LOS ANGELES — Seven thousand athletes from 177 countries are competing in the Special Olympics World Summer Games in Los Angeles.
More than 30,000 volunteers are helping out and many of them are members of The Church of Jesus Christ of Latter-day Saints.
The volunteer efforts in Southern California involve 10,000 Latter-day Saints from 50 stakes. They join people of many faiths and community organizations to welcome and provide for the athletes in the largest sporting event in the world this year.
Special Olympians who traveled thousands of miles from Uruguay received an enthusiastic welcome to America in Long Beach. Latter-day Saints lined the walkway to the LDS Institute of Religion. They are some of the thousands involved in the largest service project in the Church's history.
Because the athletes are so far from home, their families and their usual routine, some Californians wrote messages in their languages and created replicas of their flags.
Earlier that day, a group of young people, member of the Interfaith Youth Initiative in Long Beach, took this on as a service project during their meeting inside the Institute.
"By giving back, it makes you reflect on how grateful you are for the things you have, but it also humbles you and makes you appreciate other people for their strength," said Zehra Siddiqui, a Muslim member of the Interfaith Initiative.
Niravroh Laha said he is an atheist but interested in learning of faith by being a member of this interfaith group.
"If I'm going to be sitting around in summer, then I can do something productive that helps make the world a better place," he said.
Next stop is the famed Santa Monica pier, where other athletes experienced the rides, the aquarium and had ice cream cones.
Larry Eastland of the LDS Church's Southern California Public Affairs Council has been working on these events for a couple of years.
"What began for us in Southern California as a young single adult effort, soon became a church-wide effort," Eastland said. "This is the kind of event which makes it possible for all of us to sit down at the table and recognize what we have in common and then move forward to make a difference."
I said, 'Yes, bring them in, we'll feed them.' I love serving other people. It's one of the best things to enrich my faith and serve other people.
–Leah Shiffer, co-owner of Grey Block Pizza
Many restaurant owners offered to feed the athletes. The team from Malaysia filled Grey Block Pizza in Santa Monica. Owners Thomas and Leah Shiffer and their staff kept the pies coming.
"I said, 'Yes, bring them in, we'll feed them,'" said Leah Shiffer, with a huge smile. "I love serving other people. It's one of the best things to enrich my faith and serve other people."

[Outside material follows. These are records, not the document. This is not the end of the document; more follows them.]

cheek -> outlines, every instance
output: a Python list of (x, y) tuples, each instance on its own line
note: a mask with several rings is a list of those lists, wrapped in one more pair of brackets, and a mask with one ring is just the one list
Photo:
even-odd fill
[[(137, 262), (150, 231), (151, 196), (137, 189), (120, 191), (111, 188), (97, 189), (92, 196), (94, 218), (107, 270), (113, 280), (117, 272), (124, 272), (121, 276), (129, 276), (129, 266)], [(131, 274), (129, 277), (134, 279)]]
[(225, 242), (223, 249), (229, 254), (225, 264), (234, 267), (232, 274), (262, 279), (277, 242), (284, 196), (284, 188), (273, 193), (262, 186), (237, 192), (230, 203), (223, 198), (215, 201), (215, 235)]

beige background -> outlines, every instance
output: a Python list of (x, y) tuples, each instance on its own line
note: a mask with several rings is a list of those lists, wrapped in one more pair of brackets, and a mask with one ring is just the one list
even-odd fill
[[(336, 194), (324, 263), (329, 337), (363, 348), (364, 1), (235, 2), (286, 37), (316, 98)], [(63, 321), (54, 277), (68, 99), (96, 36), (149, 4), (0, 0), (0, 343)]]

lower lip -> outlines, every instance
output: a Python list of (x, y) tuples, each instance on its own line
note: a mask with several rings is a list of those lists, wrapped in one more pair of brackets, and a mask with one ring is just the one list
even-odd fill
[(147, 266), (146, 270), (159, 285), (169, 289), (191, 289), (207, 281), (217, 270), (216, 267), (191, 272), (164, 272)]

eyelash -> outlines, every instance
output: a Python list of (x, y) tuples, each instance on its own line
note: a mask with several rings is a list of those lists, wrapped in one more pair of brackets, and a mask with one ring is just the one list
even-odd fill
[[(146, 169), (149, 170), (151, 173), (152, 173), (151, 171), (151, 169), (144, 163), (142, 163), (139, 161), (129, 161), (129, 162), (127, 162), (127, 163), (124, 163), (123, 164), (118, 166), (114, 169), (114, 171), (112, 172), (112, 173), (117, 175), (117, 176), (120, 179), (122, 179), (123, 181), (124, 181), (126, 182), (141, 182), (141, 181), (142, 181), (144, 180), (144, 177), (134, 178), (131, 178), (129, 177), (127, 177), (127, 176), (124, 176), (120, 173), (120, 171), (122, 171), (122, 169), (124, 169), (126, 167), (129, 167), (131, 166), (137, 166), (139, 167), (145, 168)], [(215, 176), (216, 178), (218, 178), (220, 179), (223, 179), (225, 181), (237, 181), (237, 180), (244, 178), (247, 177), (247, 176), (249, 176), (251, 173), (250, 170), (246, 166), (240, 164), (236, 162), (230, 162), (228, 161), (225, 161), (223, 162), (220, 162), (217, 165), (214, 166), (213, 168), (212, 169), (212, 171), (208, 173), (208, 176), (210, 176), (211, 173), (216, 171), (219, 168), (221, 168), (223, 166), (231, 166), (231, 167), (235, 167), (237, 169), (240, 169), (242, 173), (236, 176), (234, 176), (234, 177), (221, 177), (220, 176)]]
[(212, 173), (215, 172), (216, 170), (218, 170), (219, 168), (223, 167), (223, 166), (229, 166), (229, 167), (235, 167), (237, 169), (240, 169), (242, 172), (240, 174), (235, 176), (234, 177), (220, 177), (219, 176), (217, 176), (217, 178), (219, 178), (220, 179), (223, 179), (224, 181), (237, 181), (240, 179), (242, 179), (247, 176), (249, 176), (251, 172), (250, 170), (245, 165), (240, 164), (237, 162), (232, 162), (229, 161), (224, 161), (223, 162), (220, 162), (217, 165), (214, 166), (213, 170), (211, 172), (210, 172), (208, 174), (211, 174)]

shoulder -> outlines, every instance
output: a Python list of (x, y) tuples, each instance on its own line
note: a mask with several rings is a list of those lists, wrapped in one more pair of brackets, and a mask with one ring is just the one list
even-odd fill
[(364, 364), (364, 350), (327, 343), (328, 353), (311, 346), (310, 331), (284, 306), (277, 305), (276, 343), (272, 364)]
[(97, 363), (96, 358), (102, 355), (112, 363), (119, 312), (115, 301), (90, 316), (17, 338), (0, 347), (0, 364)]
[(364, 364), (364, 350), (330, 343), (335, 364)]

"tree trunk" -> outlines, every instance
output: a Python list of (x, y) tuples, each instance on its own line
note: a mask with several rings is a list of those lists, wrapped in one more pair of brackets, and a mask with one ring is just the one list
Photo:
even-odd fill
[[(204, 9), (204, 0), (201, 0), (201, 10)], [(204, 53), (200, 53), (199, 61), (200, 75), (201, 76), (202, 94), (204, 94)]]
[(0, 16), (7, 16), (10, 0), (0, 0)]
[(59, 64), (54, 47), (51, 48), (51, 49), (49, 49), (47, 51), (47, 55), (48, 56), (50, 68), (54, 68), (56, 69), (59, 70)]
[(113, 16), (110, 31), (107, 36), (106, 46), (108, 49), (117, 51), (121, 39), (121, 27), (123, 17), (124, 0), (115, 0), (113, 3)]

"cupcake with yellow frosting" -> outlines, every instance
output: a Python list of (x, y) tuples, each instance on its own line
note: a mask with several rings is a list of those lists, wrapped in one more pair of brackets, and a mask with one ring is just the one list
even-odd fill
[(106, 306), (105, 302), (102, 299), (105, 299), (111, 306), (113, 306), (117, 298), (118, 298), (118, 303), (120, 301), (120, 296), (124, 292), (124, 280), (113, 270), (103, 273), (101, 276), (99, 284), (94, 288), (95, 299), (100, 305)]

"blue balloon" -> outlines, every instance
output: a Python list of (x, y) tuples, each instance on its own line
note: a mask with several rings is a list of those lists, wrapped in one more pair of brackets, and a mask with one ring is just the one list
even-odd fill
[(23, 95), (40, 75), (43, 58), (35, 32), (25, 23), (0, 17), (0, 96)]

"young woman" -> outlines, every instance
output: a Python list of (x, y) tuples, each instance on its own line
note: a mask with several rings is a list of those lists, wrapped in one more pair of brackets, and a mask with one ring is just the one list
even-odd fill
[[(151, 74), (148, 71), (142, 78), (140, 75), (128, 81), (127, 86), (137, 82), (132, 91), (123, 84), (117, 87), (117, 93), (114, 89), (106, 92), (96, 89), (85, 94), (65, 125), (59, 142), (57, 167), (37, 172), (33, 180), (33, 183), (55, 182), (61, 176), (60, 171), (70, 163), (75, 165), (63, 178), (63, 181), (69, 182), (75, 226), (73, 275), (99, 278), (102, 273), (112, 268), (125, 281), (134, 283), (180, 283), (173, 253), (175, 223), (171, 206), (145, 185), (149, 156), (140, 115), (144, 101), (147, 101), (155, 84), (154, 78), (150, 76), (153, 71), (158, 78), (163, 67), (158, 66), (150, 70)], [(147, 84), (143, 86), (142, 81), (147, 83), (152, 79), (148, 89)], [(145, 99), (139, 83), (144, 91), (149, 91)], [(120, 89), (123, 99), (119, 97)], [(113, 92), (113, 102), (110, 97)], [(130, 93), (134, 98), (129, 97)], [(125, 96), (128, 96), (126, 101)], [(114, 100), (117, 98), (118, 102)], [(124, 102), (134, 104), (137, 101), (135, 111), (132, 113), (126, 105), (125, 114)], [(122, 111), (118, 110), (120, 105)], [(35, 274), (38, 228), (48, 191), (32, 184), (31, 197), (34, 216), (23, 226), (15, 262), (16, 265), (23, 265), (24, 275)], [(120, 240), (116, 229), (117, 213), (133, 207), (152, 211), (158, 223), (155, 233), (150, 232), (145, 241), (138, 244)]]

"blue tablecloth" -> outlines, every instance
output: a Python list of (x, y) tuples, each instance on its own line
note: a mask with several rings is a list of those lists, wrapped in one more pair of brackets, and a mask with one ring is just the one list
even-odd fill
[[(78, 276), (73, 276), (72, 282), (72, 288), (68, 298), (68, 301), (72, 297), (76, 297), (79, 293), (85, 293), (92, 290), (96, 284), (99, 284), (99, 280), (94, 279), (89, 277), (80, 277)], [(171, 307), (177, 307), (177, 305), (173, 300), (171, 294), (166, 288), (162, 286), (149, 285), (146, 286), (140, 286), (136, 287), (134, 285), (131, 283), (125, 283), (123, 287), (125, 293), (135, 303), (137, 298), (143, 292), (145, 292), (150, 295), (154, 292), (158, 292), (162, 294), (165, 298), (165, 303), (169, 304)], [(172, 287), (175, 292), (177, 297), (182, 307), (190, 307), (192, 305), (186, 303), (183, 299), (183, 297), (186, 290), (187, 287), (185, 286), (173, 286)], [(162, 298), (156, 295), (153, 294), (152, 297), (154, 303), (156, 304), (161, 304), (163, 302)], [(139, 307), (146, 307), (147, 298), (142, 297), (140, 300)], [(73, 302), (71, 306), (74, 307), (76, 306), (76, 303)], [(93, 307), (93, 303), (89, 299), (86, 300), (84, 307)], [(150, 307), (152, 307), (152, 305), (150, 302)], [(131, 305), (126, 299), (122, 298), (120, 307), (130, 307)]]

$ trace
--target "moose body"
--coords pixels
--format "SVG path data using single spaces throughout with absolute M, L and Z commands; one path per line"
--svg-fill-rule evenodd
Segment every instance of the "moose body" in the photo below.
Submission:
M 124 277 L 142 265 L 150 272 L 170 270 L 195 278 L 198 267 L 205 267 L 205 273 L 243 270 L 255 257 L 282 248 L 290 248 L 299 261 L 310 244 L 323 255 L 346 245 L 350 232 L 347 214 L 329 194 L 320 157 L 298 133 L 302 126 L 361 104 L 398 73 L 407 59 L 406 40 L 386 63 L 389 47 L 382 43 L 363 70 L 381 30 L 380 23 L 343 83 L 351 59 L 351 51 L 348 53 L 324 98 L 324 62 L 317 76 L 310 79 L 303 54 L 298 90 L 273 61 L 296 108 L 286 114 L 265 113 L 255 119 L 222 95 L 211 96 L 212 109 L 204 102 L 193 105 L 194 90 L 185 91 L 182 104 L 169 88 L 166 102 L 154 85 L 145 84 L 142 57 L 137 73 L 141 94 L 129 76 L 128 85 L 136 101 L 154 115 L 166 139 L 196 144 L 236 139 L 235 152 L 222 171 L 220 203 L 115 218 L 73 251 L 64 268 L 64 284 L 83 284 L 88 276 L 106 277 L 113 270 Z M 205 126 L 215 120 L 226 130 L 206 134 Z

Two of Utah's three athletes on the U.S. Special Olympics team are from Brigham City. Joyce Reis and Jesse Eden, were in Riverside to participate in Bocce ball. They play both individually and as a team. Reis said they experienced a warm welcome.
"More people greeted us," Reis said. "There were some cheerleaders there and a mascot."
Eden said he is excited to be a part of the Olympics. He was asked how it feels to be in the Olympics.
"Right now, that's the awesome part of it," Eden said. "So awesome, everybody watching you and cheering for you."
In Fountain Valley, a sea of orange greeted the athletes of team Netherlands early one morning.
Natasha Bruers, the sports director for Special Olympics Netherlands, described what her athletes experienced.
"That was very exciting for them," Bruers said. "And so we're going and everybody was on the street with orange colors and everybody wake up. It was such a warm welcome. It was really a surprise for us."
The strong interfaith community joined forces to make sure the visitors knew people here care about them. Father Christian Mondor of the Huntington Beach Interfaith Council said he was just happy to be a part of it.
"We're happy as an Interfaith Council to host this group here, especially the Latter-day Saints' community to welcome them so warmly as they have," he said.
In Valencia, A group playing Remo drums created a huge circle of sound in a Church cultural hall, helping the communities of Santa Clarita and Valencia welcome Special Olympians from four nations.
Charlie Masino is one of the young volunteers from the Valencia Stake.
"To have two things that bring so much happiness to my life, like special Olympics and this church, and have it together at the same time, it was just a great experience," he said.
Reis and Eden won five gold medals in their team sport of Bocce ball.
The Games end this weekend with closing ceremonies in the Los Angeles Memorial Coliseum on Sunday.